If none of the above sounds appetising, don't worry - there are plenty of other potential foods that can be added to おでん (oden), including vegetables! However, it can be a somewhat fishy dish, leading to some people dubbing it "fish cake stew" in English.
The reason you may have come across おでん (oden) before in Japan is that during the colder months, it is commonly served in konbini (convenience stores) up and down the country, generally placed pretty much right in front of the counter.
While personally I've never been particularly tempted by konbini おでん (oden), it is a very easy way to pick up some hot food, and just like in a restaurant, you can select which specific ingredients you'd like to sample.
If you'd like to try your hand at making おでん (oden) for yourself this autumn, check out these two recipes:
- Oden (Japanese Fish Cake Stew) おでん - Just One Cookbook (English)

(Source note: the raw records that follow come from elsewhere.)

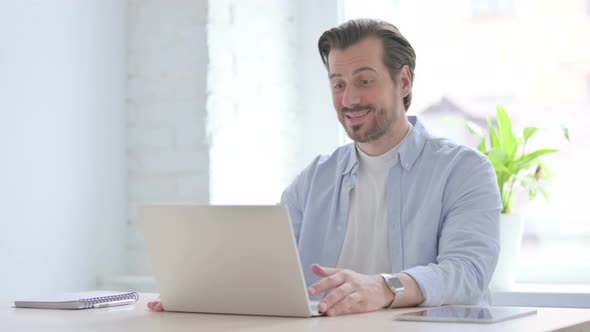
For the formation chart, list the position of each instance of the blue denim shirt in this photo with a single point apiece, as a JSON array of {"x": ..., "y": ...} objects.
[{"x": 443, "y": 215}]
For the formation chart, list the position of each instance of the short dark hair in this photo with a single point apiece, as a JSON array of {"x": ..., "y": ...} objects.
[{"x": 397, "y": 51}]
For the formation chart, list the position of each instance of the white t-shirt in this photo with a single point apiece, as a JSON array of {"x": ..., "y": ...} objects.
[{"x": 366, "y": 244}]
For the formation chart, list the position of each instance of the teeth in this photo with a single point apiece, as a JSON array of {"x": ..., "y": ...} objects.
[{"x": 357, "y": 115}]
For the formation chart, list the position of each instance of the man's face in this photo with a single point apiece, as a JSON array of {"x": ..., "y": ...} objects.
[{"x": 366, "y": 99}]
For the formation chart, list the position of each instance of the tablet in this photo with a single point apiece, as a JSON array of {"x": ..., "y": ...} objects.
[{"x": 464, "y": 314}]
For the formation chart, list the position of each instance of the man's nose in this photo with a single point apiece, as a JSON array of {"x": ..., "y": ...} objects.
[{"x": 351, "y": 97}]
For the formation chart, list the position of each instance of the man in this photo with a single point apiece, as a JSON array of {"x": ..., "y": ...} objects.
[{"x": 399, "y": 218}]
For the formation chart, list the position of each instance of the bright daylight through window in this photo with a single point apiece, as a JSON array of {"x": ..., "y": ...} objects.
[{"x": 533, "y": 58}]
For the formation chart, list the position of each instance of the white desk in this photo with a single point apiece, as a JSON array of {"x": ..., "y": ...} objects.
[{"x": 138, "y": 317}]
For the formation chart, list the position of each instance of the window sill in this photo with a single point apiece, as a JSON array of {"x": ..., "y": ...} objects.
[{"x": 544, "y": 295}]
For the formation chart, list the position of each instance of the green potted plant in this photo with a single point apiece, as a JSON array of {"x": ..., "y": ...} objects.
[{"x": 515, "y": 168}]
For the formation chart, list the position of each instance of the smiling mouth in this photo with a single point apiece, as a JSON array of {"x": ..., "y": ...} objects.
[{"x": 355, "y": 115}]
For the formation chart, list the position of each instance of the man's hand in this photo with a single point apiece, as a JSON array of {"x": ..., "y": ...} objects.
[
  {"x": 351, "y": 292},
  {"x": 156, "y": 305}
]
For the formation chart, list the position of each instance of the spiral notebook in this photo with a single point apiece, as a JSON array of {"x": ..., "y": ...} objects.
[{"x": 80, "y": 301}]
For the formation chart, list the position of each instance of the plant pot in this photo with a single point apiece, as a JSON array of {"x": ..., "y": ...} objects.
[{"x": 511, "y": 227}]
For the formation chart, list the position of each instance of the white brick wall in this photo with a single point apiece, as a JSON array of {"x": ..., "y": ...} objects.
[
  {"x": 167, "y": 149},
  {"x": 243, "y": 62}
]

- Oden - Cookpad (Japanese)
4. おはぎ (ohagi)
Ready for something sweet? My next recommendation is おはぎ (ohagi).
An iconic autumnal treat that became popular in the late Edo period (1603-1867), ohagi are sweetened mochi (sticky rice cakes) covered in red adzuki beans. If you're not a fan of adzuki, you may want to think carefully before skipping on them, as they are said to protect from calamity and ward off evil!

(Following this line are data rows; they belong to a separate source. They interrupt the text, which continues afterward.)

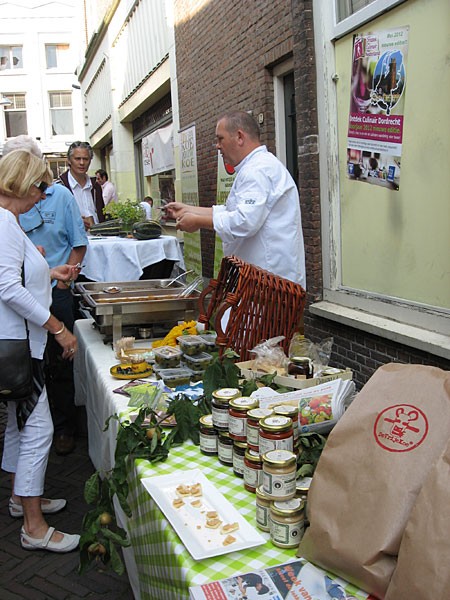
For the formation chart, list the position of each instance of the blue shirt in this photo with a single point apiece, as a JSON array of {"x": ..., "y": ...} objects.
[{"x": 56, "y": 224}]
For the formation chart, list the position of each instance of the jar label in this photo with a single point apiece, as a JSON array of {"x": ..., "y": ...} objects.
[
  {"x": 279, "y": 486},
  {"x": 252, "y": 435},
  {"x": 208, "y": 443},
  {"x": 265, "y": 444},
  {"x": 287, "y": 534},
  {"x": 237, "y": 426},
  {"x": 262, "y": 517},
  {"x": 238, "y": 463},
  {"x": 220, "y": 417},
  {"x": 252, "y": 477},
  {"x": 225, "y": 453}
]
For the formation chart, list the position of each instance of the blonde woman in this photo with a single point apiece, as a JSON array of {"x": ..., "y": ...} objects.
[{"x": 25, "y": 294}]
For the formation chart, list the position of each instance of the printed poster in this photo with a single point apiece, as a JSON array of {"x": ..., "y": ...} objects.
[
  {"x": 376, "y": 118},
  {"x": 189, "y": 195}
]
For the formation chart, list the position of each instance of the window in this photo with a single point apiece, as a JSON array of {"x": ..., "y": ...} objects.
[
  {"x": 15, "y": 115},
  {"x": 61, "y": 113},
  {"x": 10, "y": 57},
  {"x": 57, "y": 56}
]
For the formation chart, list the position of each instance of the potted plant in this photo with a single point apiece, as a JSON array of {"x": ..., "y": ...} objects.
[{"x": 129, "y": 212}]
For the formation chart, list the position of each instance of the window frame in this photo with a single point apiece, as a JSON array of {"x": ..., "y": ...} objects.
[
  {"x": 355, "y": 20},
  {"x": 12, "y": 108}
]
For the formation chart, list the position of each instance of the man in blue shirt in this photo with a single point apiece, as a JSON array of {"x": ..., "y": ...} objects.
[{"x": 55, "y": 226}]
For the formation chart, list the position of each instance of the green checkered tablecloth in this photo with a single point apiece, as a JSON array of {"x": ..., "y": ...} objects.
[{"x": 166, "y": 569}]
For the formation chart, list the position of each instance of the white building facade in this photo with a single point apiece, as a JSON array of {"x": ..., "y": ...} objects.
[{"x": 39, "y": 51}]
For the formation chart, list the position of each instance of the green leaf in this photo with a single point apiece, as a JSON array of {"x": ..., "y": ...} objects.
[{"x": 92, "y": 488}]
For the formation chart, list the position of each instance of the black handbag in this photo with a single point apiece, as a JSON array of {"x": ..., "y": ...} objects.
[
  {"x": 16, "y": 367},
  {"x": 16, "y": 370}
]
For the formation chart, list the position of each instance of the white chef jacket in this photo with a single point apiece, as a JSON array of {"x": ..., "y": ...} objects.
[
  {"x": 17, "y": 302},
  {"x": 261, "y": 221}
]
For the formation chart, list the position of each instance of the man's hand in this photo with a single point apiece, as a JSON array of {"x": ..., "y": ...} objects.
[
  {"x": 175, "y": 210},
  {"x": 188, "y": 222}
]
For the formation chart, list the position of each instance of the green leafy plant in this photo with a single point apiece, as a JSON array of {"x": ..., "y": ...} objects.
[
  {"x": 141, "y": 438},
  {"x": 129, "y": 212},
  {"x": 311, "y": 447}
]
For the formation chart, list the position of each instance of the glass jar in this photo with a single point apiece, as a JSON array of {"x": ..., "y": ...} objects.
[
  {"x": 225, "y": 448},
  {"x": 208, "y": 436},
  {"x": 220, "y": 404},
  {"x": 239, "y": 449},
  {"x": 237, "y": 417},
  {"x": 252, "y": 470},
  {"x": 287, "y": 523},
  {"x": 262, "y": 510},
  {"x": 279, "y": 469},
  {"x": 275, "y": 433},
  {"x": 254, "y": 415},
  {"x": 301, "y": 367},
  {"x": 287, "y": 410}
]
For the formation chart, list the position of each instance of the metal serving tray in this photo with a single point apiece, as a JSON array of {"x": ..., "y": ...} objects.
[{"x": 140, "y": 302}]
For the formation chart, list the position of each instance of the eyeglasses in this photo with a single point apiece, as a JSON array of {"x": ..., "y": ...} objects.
[
  {"x": 41, "y": 185},
  {"x": 41, "y": 222}
]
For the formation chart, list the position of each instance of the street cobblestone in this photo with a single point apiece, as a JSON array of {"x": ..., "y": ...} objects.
[{"x": 28, "y": 575}]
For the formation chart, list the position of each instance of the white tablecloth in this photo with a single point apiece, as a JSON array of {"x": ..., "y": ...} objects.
[{"x": 123, "y": 259}]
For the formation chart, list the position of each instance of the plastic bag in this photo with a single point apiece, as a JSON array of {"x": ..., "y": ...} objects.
[{"x": 270, "y": 357}]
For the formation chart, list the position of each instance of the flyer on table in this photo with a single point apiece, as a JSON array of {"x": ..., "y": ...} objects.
[{"x": 376, "y": 117}]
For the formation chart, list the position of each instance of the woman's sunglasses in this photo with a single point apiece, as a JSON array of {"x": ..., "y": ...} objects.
[{"x": 41, "y": 185}]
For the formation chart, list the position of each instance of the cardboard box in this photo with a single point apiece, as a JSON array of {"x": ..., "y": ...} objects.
[{"x": 248, "y": 372}]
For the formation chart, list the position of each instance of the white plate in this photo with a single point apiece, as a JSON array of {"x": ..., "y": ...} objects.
[{"x": 189, "y": 521}]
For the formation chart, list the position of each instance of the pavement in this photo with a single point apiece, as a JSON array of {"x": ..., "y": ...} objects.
[{"x": 38, "y": 575}]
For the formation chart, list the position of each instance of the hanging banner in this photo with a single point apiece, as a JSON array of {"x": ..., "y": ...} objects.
[
  {"x": 189, "y": 195},
  {"x": 375, "y": 128},
  {"x": 225, "y": 177},
  {"x": 157, "y": 151}
]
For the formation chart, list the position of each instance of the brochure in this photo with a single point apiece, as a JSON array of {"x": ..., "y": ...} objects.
[{"x": 297, "y": 580}]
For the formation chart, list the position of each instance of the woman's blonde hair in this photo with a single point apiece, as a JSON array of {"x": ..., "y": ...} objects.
[{"x": 20, "y": 170}]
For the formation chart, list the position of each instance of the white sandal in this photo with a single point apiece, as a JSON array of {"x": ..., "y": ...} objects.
[
  {"x": 50, "y": 507},
  {"x": 67, "y": 544}
]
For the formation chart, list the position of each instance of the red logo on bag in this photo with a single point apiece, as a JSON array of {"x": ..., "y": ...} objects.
[{"x": 400, "y": 428}]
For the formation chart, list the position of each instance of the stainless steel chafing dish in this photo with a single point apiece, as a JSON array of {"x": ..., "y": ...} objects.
[{"x": 134, "y": 303}]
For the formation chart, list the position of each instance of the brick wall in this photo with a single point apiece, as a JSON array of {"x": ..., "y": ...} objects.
[{"x": 224, "y": 52}]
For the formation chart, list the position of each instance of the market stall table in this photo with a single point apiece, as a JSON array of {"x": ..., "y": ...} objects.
[
  {"x": 158, "y": 564},
  {"x": 124, "y": 259}
]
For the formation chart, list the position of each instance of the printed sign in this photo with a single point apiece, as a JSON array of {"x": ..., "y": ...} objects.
[{"x": 375, "y": 127}]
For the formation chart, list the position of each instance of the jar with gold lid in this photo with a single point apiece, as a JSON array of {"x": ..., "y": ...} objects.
[
  {"x": 225, "y": 448},
  {"x": 252, "y": 470},
  {"x": 254, "y": 416},
  {"x": 262, "y": 510},
  {"x": 287, "y": 522},
  {"x": 279, "y": 470},
  {"x": 239, "y": 449},
  {"x": 220, "y": 405},
  {"x": 237, "y": 417},
  {"x": 290, "y": 411},
  {"x": 275, "y": 433},
  {"x": 208, "y": 436}
]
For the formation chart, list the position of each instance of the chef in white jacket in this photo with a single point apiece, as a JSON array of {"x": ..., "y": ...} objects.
[{"x": 261, "y": 221}]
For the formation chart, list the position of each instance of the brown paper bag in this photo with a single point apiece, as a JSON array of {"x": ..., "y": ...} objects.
[
  {"x": 374, "y": 464},
  {"x": 423, "y": 570}
]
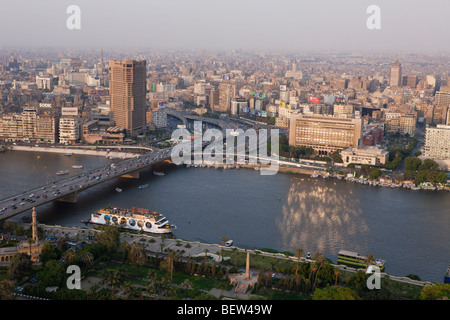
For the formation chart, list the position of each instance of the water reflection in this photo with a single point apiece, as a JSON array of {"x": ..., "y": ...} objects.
[{"x": 321, "y": 216}]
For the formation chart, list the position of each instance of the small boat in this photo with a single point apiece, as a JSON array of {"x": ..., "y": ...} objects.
[{"x": 229, "y": 243}]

If you're a particularly ardent lover of 和菓子 (wagashi - traditional Japanese confections), you may be wondering what the different between おはぎ (ohagi) and 牡丹餅 (botamochi) is. After all, these two foods look basically identical.
While it appears there are a few ideas out there about the difference between おはぎ (ohagi) and 牡丹餅 (botamochi), a popular theory is that the key difference is their seasonality, with おはぎ (ohagi) being the name for this food in the autumn and 牡丹餅 (botamochi) its name in the spring.
If this sounds arbitrary, it may interest you to know that おはぎ (ohagi) is believed to be named after the bush clover (萩 - hagi, pictured) that blooms during the autumn in Japan, while 牡丹餅 (botamochi) takes its name from the tree peony (牡丹 - botan), which blooms in the spring.
Whatever the true story behind おはぎ (ohagi) vs 牡丹餅 (botamochi), this is another food to keep an eye out for during any autumn trip to Japan!
For those who can't wait, here are two recipes you can check out:
5. 焼き芋 (yaki-imo)
Last but not least, it's time to talk about what is surely one of the most popular autumn foods in Japan: 焼き芋 (yaki-imo)!
A quick language note before we talk more about this amazing food:
- 焼き芋 (yaki-imo) translates to "baked potato", but in Japan generally refers to baked sweet potato
- Sweet potato itself is called サツマイモ (satsuma-imo)
So far so underwhelmed?
Let me introduce you to just a few of the exciting ways in which 焼き芋 (yaki-imo) can blow your mind with its sweet autumnal goodness...
1. The 焼き芋 (yaki-imo) Food Truck
Probably the common way you're likely to encounter 焼き芋 (yaki-imo) is being sold out of little food trucks like the one in the video below.
Have a listen to the video and see if you can hear the vendor calling out "potatoes!" -「お芋！」(o-imo).
Keen to try making your own Japanese-style 焼き芋 (yaki-imo)? Check out this in-depth recipe by (you guessed it) Just One Cookbook.
2. Sweet Potato Ice Cream
One of the first unusual food experiences I remember having during my year abroad in Japan back in 2014-2015 was trying sweet potato ice cream. I don't think it had ever crossed my mind that these two flavours could be combined, but I have to say, it was pretty good!
If you're wondering whether the ice cream flavour is that of 焼き芋 (yaki-imo) or サツマイモ (satuma-imo), the answer is you can get both!
When it comes to the non-baked variety, even global brands such as Häagen-Dazs have recently dipped their toes into the world of sweet potato-flavoured ice cream. (Read one review here.)
3. 焼き芋ブリュレ フラペチーノ (yaki-imo buryure furapechiino)
If you're on top of your katakana game, you'll already know what I'm about to say: Starbucks in Japan has sweet potato frappucinno! (Not a food, I know, but I couldn't resist!)
While I'm not generally a huge fan of Starbucks, I do have to give them points for adapting their menu to the Japanese market. If you think you can handle the sugar rush, why not give it a go?
You've reached the end of this post! I hope you enjoyed it.